Prosperity Gospel flourishes in Ethiopia, challenging religious orthodoxy

Disregarding the sweltering church, a warehouse-like auditorium partly exposed to the heavens, hundreds of worshippers gather on Palm Sunday in Ethiopia’s capital. Transfixed, some in tears, they sway in unison to uplifting gospel music crooned from a glitzy stage. Mounted cameras pan above the devotees, while lasers crisscross the congregation.
With the crowd warmed up, it’s time for the main act: a sermon delivered by Prophet Jeremiah Hussen, the founder and leader of the Gospel of the Kingdom International Church, who appears to a babble of excitement. Constantly encouraging his followers, Jeremiah urges the believers to keep their faith “rooted, for faith begets miracles and wonders” in their lives. Like many of the increasingly visible fellow Pentecostal preachers in Addis Ababa, he is radiant and youthful. Outside the hall, a billboard with his picture advertises the church’s television channel. The church’s website solicits donations on every page, offers hotel stays, an online store, and a form to fill in if you want ‘to invite Man of God Prophet Jeremiah for a crusade’.
Major cities in Ethiopia, a deeply traditional country steeped in centuries of Orthodox Christian and Islamic history, are witnessing an explosion in such evangelical Protestant churches run by such celebrity preachers that use numerous mediums to spread their self-empowerment message. And that’s during a period when members of the two largest faiths have raised complaints that an iron-fisted, secular government is impinging on their freedom of worship.
On May 27, the Ethiopian People’s Revolutionary Democratic Front (EPRDF) celebrated 26 years in power with predictable fanfare. Once more, coalition leaders identified constitutional recognition of the country’s ethnic and religious diversity as its defining achievement. The legal framework and policies introduced by the EPRDF maintain a sharp division between faith and state. The measures were aimed at counterbalancing the traditionally powerful position of the Ethiopian Orthodox Church (EOC), which has historically often been intimately associated with the Ethiopian state and its emperors.
The EOC, still the dominant religious force with 43.5 per cent of the population adhering to its doctrines, reacted to the loss of political power by underscoring its historical and cultural importance in the formation of national identity. In 1997, the patriarchate published a book that asserts the “church is the symbol of unity and freedom for Ethiopia as a whole and all Ethiopians.”

Oppositional EOC members in the U.S. Diaspora cast the current patriarch, Abuna Matewos, and his predecessor, Abuna Pawlos, as political appointees, partly as they come from Tigray, a stronghold of the ruling coalition. At home, a popular youth association of the church, Mahbere Kidusan, is viewed suspiciously by authorities. The state broadcaster presented them as a group of religious extremists that want to bring the old days of the Christian empire back. That, in turn, made the youth wary of the government’s repressive tendencies. Land disputes between church and government are sometimes viewed by worshippers as official attempts to weaken the institution.

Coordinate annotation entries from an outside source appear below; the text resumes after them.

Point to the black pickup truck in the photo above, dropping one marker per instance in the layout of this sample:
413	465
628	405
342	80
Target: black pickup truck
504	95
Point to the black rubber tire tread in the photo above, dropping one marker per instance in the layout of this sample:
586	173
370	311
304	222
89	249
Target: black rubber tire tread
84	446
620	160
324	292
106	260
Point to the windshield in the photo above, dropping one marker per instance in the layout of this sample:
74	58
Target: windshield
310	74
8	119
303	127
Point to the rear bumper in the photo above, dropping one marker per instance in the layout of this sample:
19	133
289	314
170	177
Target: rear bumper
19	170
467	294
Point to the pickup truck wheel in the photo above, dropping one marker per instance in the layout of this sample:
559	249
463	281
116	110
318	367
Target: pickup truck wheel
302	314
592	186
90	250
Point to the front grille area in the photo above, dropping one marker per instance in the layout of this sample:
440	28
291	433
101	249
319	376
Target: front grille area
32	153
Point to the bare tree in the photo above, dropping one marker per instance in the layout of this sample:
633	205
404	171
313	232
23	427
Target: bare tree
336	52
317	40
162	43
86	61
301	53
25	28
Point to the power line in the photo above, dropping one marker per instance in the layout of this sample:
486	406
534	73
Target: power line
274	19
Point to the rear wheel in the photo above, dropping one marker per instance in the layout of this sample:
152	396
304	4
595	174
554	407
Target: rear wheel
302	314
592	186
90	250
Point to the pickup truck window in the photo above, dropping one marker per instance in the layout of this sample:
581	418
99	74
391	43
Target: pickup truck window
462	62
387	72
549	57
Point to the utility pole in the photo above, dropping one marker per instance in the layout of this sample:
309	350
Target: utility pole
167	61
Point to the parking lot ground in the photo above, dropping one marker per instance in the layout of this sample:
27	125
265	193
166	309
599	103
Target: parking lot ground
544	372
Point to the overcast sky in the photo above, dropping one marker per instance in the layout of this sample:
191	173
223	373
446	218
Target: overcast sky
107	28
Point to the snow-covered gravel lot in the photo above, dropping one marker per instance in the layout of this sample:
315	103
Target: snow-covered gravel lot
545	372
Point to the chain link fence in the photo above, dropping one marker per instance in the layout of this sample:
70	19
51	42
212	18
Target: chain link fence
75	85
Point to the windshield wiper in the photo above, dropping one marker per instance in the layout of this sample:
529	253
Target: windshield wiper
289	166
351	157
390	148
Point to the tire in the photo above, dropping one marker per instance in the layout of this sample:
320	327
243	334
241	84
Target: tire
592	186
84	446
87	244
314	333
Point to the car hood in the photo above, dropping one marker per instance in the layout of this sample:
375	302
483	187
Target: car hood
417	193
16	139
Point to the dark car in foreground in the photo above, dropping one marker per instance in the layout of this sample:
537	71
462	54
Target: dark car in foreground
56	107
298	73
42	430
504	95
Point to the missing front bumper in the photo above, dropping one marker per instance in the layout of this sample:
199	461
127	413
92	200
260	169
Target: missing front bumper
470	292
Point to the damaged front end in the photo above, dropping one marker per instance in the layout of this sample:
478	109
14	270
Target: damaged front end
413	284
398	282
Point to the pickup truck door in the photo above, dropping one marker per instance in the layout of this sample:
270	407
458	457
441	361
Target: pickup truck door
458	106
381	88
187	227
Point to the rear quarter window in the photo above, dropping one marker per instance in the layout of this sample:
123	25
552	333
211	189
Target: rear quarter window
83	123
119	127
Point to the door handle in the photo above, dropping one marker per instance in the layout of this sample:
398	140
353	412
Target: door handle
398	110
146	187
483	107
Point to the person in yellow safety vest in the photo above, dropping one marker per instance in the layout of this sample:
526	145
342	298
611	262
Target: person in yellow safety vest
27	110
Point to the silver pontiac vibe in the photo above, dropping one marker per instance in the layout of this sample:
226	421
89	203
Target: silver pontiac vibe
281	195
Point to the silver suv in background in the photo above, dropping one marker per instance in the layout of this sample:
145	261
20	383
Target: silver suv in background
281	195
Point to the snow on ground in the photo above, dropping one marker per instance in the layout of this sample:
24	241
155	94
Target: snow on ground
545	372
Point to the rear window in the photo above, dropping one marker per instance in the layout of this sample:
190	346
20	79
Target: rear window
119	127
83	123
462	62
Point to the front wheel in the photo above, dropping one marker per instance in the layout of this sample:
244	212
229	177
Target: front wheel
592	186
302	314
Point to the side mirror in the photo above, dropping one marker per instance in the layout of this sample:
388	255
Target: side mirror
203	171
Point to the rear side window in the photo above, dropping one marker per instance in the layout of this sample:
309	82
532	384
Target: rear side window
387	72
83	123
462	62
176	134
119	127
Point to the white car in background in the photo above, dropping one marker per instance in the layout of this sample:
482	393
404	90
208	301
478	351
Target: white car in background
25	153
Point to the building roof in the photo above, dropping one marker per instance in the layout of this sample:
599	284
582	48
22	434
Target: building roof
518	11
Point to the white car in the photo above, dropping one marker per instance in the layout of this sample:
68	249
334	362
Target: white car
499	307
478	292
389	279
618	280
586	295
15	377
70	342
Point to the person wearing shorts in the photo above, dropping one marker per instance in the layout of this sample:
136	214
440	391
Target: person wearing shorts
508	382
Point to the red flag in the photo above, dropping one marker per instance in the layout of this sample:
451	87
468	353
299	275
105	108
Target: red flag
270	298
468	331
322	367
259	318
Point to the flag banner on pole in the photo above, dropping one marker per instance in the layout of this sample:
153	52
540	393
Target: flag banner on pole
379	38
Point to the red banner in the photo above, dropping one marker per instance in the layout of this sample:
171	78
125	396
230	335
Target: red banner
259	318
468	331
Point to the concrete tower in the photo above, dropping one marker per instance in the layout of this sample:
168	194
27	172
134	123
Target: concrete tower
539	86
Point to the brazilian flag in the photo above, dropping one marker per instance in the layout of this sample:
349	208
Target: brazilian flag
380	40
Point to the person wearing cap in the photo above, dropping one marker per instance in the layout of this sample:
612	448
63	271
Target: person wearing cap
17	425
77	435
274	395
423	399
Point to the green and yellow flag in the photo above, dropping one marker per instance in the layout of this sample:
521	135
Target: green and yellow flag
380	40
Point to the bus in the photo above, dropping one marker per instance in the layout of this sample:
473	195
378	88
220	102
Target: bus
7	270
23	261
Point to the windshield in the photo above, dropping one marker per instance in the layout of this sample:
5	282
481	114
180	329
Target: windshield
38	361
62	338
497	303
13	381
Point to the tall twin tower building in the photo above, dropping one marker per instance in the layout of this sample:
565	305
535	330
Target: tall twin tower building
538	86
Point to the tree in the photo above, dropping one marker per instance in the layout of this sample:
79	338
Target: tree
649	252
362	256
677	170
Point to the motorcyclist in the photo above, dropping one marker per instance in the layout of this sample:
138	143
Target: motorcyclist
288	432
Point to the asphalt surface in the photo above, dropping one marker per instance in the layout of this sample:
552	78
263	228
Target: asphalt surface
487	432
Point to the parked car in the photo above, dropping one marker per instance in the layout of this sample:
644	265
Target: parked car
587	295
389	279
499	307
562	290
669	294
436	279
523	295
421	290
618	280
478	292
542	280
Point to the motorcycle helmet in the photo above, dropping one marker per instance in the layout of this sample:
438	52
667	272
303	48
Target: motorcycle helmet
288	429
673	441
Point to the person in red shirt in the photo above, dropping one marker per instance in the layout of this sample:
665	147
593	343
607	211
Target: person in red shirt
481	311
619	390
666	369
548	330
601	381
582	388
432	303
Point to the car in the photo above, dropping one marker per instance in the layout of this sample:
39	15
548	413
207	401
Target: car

Always a significant, but institutionally disadvantaged, minority, now around a third of the population, the Islamic community initially enjoyed religious plurality, as it offered more space for cultural expressions of their faith. Islam’s growing visibility, however, has been subjected to increasing regulations and limitations, which are partially connected to broader geopolitical developments in the Horn of Africa, such as the rise of violent jihadism in Somalia, argue Jörg Haustein and Terje Østebø in their paper ‘EPRDF’s Revolutionary Democracy and Religious Plurality’.
Secular Tensions
Historically, Christian-Muslim relations in Ethiopia have been generally cordial, albeit punctuated by conflict. Ethiopia was the destination of the first Hijra in the 7th Century when the Prophet Mohammed’s followers sought refuge from persecution in Arabia. But there were also destructive Muslim invasions led by Ahmed Gragn from the east in the 16th Century and by Sudan’s Mahdis in the late 1800s. But imperial Ethiopia was intimately identified with the Orthodox Church and Muslims were often persecuted and their rights denied over the centuries. Amid recent generally peaceful coexistence in the EPRDF era, the most serious incident was the burning of churches near the city of Jimma in 2011.
In 2012, some Ethiopian Muslims criticized the government for meddling in their faith by packing the highest religious body, the Supreme Council of Islamic Affairs, with compliant leaders and using it to try and import their chosen version of Islam. The discontent caused demonstrations at mosques in Addis Ababa and eventually led to 75 arrests. The conviction for radicalism of members of a Muslim arbitration committee formed to deal with these issues worsened relations. Similar complaints of leadership co-option are shared by factions of the EOC.
For Haustein and Østebø, the EPRDF, seeking to maintain its political power, took steps to monitor and control religious communities. Therefore, its rule has been “marked by uneven developments, in which the government’s accommodating attitudes have been interlaced with efforts to curtail the influence of the religious communities.”